The Americans, British, Europeans, Australians and others lost their lives fighting North Koreans who were backed by such exemplars of human rights as the Soviet Union and Chairman Mao who also has millions upon millions of dead Chinese to commemorate the Communist philosophy that Kim ll Sung was ready to impose on Korea. For you to turn the Korean War into 'Uncle Sam's fault' is a caricature that ignores the complex realities of those times post WW2.

If the North had won, today there would be no South Korea to continually blame other nations for their woes, many of which were and are self inflicted because of Korean cultural norms that included feudalism way beyond its use-by date and pseudo Confucian heirarchies that saw Korea staggering under the impact of discovering a world that had made huge advances it was igorant to.

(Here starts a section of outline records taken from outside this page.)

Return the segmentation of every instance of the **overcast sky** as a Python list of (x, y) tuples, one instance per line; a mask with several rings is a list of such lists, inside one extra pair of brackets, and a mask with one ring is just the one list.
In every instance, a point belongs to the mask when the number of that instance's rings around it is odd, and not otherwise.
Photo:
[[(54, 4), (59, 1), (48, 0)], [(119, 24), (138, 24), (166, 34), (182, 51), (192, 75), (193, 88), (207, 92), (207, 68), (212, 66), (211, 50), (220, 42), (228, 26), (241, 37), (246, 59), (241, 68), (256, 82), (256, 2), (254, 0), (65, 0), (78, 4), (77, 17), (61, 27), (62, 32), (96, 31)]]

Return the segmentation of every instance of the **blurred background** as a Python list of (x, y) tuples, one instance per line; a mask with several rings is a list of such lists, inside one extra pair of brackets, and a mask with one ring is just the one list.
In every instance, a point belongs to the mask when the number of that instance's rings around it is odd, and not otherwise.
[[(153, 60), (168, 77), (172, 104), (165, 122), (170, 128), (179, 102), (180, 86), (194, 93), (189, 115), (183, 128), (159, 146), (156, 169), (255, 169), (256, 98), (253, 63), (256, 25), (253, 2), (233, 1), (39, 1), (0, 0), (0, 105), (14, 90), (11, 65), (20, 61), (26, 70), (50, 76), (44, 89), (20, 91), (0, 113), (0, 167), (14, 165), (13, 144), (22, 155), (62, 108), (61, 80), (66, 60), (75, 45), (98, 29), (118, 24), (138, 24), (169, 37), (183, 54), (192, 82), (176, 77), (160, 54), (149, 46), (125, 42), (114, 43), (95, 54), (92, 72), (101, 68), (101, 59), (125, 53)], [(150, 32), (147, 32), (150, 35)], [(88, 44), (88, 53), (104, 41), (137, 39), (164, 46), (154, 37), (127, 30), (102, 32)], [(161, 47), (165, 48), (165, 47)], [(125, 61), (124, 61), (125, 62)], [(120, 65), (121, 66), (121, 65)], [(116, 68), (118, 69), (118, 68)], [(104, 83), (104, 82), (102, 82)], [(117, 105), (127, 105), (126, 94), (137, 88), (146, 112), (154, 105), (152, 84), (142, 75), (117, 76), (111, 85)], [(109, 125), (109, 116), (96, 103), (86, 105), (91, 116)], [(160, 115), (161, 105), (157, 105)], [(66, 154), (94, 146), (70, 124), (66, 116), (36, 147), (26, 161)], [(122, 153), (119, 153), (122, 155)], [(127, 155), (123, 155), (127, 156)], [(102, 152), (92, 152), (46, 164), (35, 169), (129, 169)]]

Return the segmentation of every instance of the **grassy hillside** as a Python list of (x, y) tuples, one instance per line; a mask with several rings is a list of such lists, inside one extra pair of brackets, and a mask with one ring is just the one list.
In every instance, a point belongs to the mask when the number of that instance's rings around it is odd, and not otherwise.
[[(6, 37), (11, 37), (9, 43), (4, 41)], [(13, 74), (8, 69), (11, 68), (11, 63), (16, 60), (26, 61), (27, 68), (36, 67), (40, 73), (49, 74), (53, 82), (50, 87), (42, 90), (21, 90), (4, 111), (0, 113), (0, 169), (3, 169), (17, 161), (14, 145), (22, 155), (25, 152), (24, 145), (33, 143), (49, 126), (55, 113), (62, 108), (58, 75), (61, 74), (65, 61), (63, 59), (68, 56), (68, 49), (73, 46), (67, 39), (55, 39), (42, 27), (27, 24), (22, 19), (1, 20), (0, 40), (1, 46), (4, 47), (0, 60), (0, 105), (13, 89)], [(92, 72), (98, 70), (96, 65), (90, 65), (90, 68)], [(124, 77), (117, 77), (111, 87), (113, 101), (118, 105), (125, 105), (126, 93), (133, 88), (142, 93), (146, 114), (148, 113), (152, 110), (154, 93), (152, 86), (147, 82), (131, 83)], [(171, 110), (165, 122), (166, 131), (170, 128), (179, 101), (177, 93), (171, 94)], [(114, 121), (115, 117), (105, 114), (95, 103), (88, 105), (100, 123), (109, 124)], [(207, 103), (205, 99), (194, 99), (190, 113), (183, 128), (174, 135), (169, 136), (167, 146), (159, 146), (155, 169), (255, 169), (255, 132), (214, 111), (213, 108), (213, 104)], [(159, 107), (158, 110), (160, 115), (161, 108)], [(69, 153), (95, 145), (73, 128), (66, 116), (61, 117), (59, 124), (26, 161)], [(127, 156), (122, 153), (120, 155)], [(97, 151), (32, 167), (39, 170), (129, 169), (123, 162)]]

The self inflicted woes today include a society that is essentially Korean with western technology and advantages. The Koreans who 'escape' to the foreign countries they are taught to despise as somehow not as civilised as Korea are lacking opportunities precisely because of the Korean insistence on heirarchies and their acceptance of being locked into this system.

Perhaps it would have been better to let Japan keep Korea? But in that case Koreans would denounce the western powers for that as well. Rolling Eyes Nothing is acceptable to this kind of thinking.

I am sure you are of Korean ethnicity and it seems your background has given you that contradictory perspective. I won't be taking this conversation further because I prefer to have it with people who are open to multifaceted aspects of history and rationalism, not simplistic notions based on resentment and nationalism.